Haldensleben l Eine Geschichte zwischen Obst- und Gemüseregalen eines Haldensleber Supermarktes zu hören oder zwischen Briefen und Päckchen in einer Postfiliale – die nächsten Haldensleber Stadtliteraturtage sollen genau das möglich machen. Zwar finden sie erst im September statt – die Kulturabteilung der Stadt Haldensleben plant aber schon jetzt gemeinsam mit vielen Partnern eine besondere Aktion im Rahmen der Literaturwoche. Unter dem Motto „Lustlesen an ungewöhnlichen Orten“ soll es genau dort Lesungen geben, wo sonst ganz andere Dinge geschehen.

„Erste Partner haben wir dafür schon gefunden“, sagt Renate Schmidt, Leiterin der Kulturabteilung im Haldensleber Rathaus. So möchte Optiker Frank Uebel eigene Texte in seinem Geschäft vorstellen, auch Manuela Bergmann möchte als Leiterin einer Friseurfiliale in ihrem Laden lesen. Ärztin Ulrike Grotjohann öffnet ihre Gemeinschaftspraxis für Literaturinteressierte und auch Peggy Hartmann, Inhaberin des Supermarktes Edeka Hartmann, lädt zu Lesungen am Gemüseregal und in der Postfiliale in ihrem Laden ein.

Schwellenängste abbauen

„Die Lesungen an ungewöhnlichen Orten sollen vor allem Schwellenängste abbauen“, erläutert Renate Schmidt. Ihr zufolge verbinden viele Menschen Lesungen noch heute mit steifen Veranstaltungen, für die man sich aufbrezeln und bei denen man mucksmäuschenstill herumsitzen muss. „Dabei gibt es doch nicht nur so viele verschiedene Lesungen, sondern auch der Literaturbegriff ist nicht eindeutig definiert“, sagt auch Judith Vater, die Leiterin des Haldensleber Museums. Veranstaltungen werden im Rahmen der Stadtliteraturtage natürlich auch in bewährter Form stattfinden – so laden unter anderem das Museum, die Kulturfabrik und die Stadtbibliothek zu Lesungen ein.

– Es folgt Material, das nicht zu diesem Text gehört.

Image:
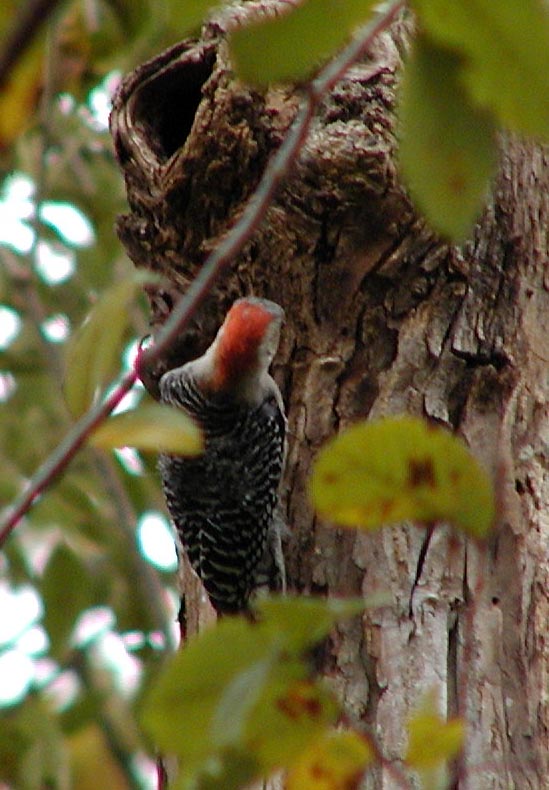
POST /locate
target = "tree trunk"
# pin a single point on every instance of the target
(382, 318)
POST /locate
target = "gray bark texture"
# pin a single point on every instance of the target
(382, 318)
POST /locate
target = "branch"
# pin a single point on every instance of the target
(27, 24)
(216, 263)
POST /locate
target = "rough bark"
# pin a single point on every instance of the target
(382, 318)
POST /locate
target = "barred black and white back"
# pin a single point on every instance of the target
(223, 502)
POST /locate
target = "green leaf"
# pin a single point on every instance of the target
(154, 426)
(505, 48)
(66, 592)
(239, 699)
(447, 151)
(181, 707)
(402, 468)
(94, 352)
(288, 47)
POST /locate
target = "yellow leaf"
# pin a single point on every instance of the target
(432, 739)
(336, 761)
(399, 469)
(154, 427)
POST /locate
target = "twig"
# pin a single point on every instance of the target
(215, 264)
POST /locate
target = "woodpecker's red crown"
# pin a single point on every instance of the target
(247, 341)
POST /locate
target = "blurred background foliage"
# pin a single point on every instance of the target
(87, 586)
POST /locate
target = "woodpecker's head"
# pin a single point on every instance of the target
(246, 344)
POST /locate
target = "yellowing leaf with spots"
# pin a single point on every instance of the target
(402, 468)
(336, 761)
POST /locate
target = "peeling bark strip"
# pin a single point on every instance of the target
(382, 318)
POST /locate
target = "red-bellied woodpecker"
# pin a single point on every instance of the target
(223, 502)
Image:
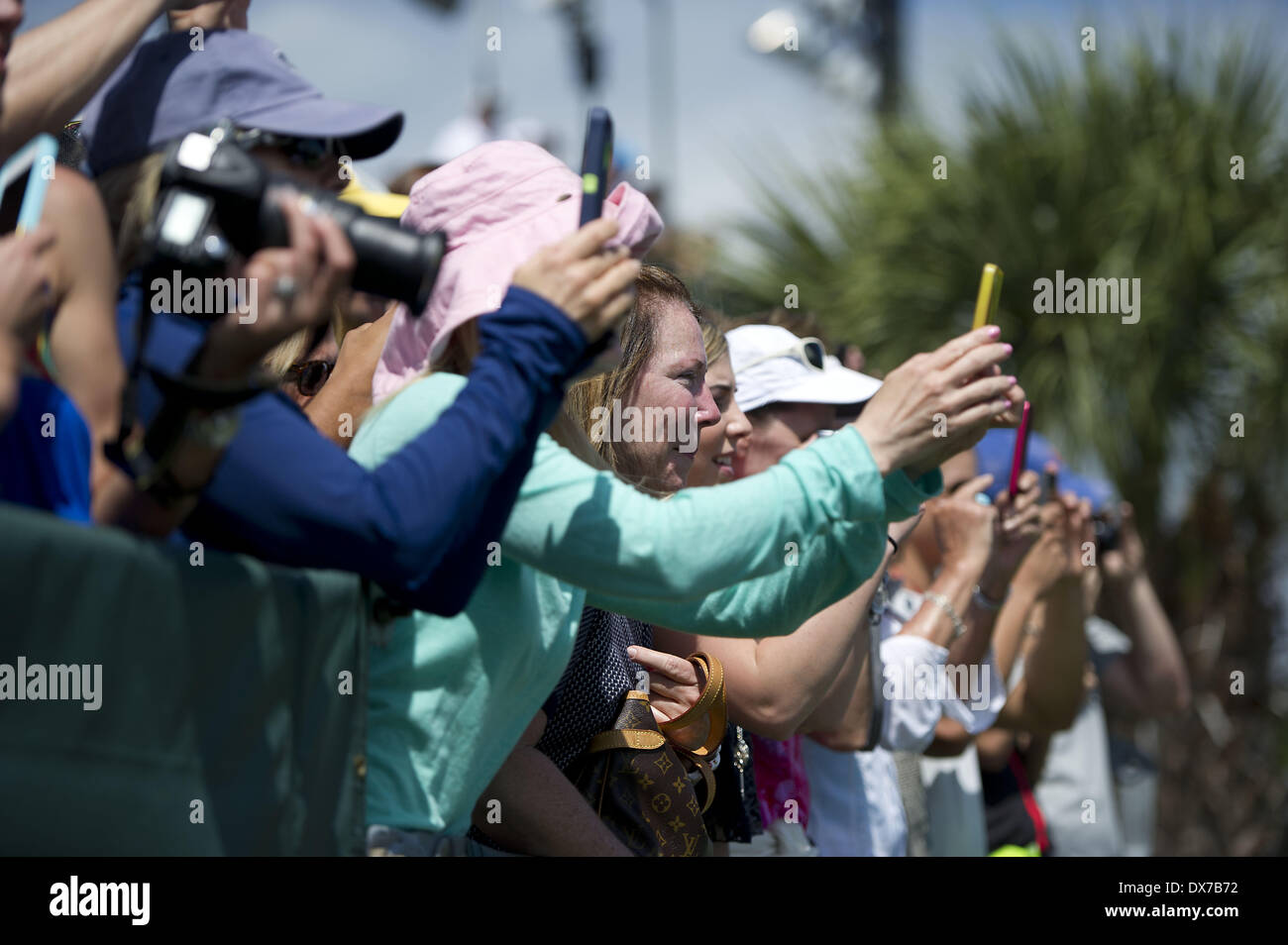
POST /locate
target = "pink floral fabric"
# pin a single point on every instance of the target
(781, 779)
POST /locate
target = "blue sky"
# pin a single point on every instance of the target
(730, 103)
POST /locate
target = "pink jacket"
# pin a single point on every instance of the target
(497, 205)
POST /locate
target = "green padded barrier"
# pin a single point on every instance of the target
(219, 683)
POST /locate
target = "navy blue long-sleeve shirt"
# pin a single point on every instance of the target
(420, 523)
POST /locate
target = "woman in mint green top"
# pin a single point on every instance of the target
(450, 696)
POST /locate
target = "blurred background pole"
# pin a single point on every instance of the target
(664, 108)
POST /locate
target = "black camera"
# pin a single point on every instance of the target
(213, 201)
(1108, 531)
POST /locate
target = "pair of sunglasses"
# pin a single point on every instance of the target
(304, 153)
(807, 352)
(309, 374)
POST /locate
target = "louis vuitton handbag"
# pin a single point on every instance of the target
(640, 778)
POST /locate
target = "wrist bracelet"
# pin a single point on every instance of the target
(987, 602)
(943, 604)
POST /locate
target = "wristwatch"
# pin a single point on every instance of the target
(943, 604)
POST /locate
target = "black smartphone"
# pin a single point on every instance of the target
(1048, 485)
(596, 162)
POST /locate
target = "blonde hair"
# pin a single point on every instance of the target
(712, 338)
(130, 196)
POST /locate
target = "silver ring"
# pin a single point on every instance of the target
(284, 288)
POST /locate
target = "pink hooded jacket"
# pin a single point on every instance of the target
(497, 205)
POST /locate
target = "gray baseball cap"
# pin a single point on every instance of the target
(166, 89)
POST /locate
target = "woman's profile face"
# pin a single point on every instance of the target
(717, 445)
(674, 378)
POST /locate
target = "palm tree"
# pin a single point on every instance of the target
(1125, 167)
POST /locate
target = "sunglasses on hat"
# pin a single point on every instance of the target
(309, 374)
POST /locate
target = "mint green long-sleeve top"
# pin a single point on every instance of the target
(451, 695)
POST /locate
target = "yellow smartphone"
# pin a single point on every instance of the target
(990, 292)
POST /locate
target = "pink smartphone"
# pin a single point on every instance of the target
(1021, 450)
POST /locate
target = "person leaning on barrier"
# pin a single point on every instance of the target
(580, 535)
(281, 490)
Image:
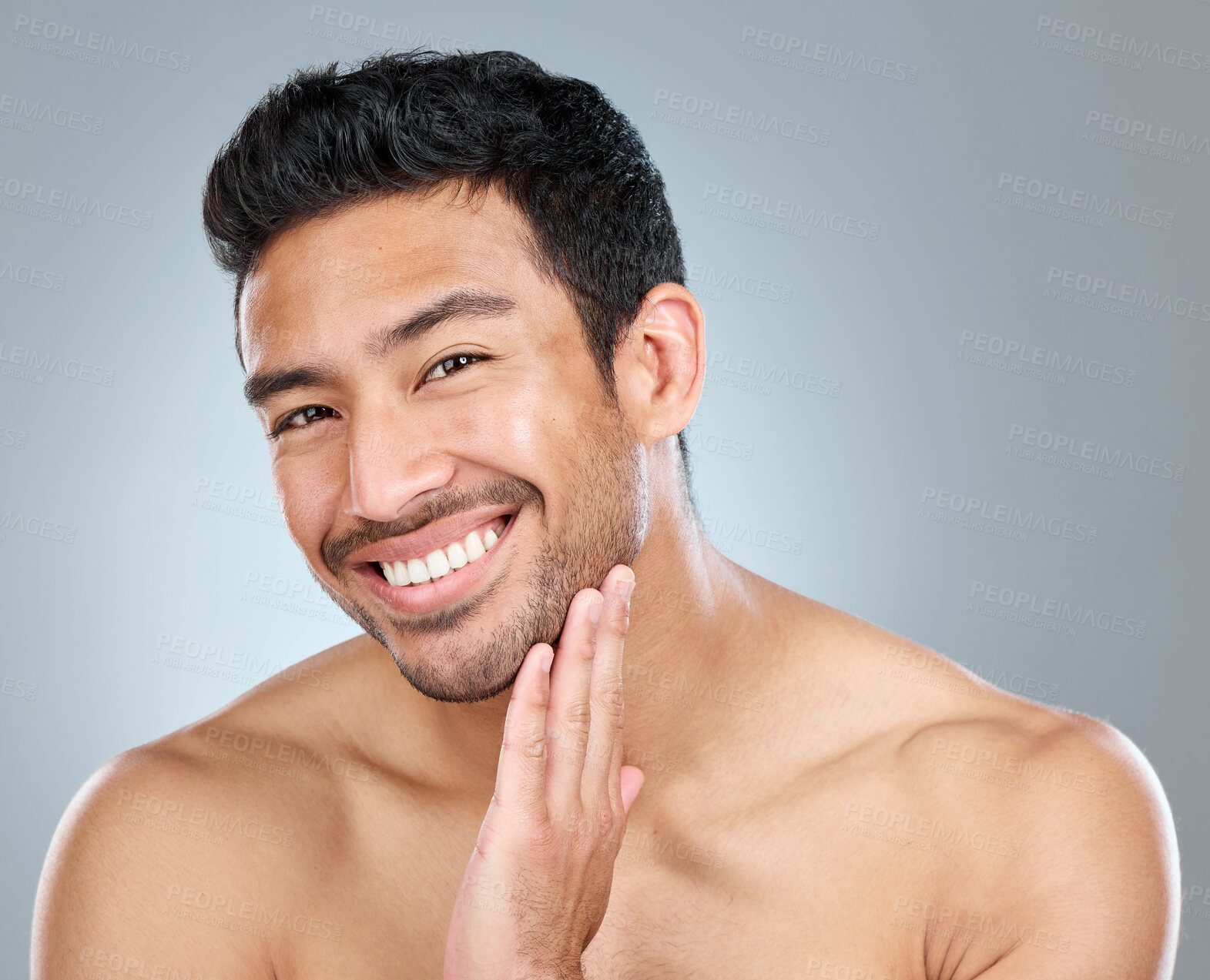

Hinzu kommen sollen aber eben diesmal auch ungewöhnliche Orte. „Wir rufen jeden Haldensleber auf, dabei zu sein“, sagt Renate Schmidt. Vielleicht wolle der eine oder andere schon lange mal sein hübsches Wohnzimmer für eine kulturelle Veranstaltung öffnen. Ob Schrebergarten, Garage, Partykeller oder Wohnwagen: Lesungen sind an allen möglichen Orten denkbar. Ein Bürger, der gern mitmachen würde, muss nicht zwangsläufig auch gleich einen Autor für „seine“ Lesung parat haben. „Melden Sie sich einfach bei uns und wir helfen Ihnen gern bei der Organisation“, sagt Renate Schmidt. Willkommen sei zudem jeder, der selbst Literatur zum Besten geben möchte, sagt wiederum Judith Vater. „Vielleicht kann jemand ja die Gebrauchsanweisung für seine Trompete so redegewand vortragen, dass wir ihn unbedingt lesen lassen müssen. Wenn er dann noch auf dem Instrument spielt, haben wir schon eine besondere Veranstaltung“, erfindet sie mit einem Augenzwinkern eine denkbare Situation.

Programm Anfang Juni fertig

Das Programmheft für die Stadtliteraturtage, die konkret vom 23. September bis 3. Oktober stattfinden, soll bereits Anfang Juni fertig sein. Jeder, der sich beteiligen möchte und mit seinem Part im Programmheft erscheinen möchte, wird deshalb gebeten, sich bis zum 28. April bei Renate Schmidt unter Telefon 03904/47 93 31 oder per E-Mail an renate.schmidt@haldensleben.de zu melden. Möglich sei auch eine finanzielle Förderung einzelner Projekte durch die Stadt, erklärt Renate Schmidt. Um eine rechtzeitige Bearbeitung gewährleisten zu können, sollten Antragstellungen aber schon bis zum 13. April erfolgen.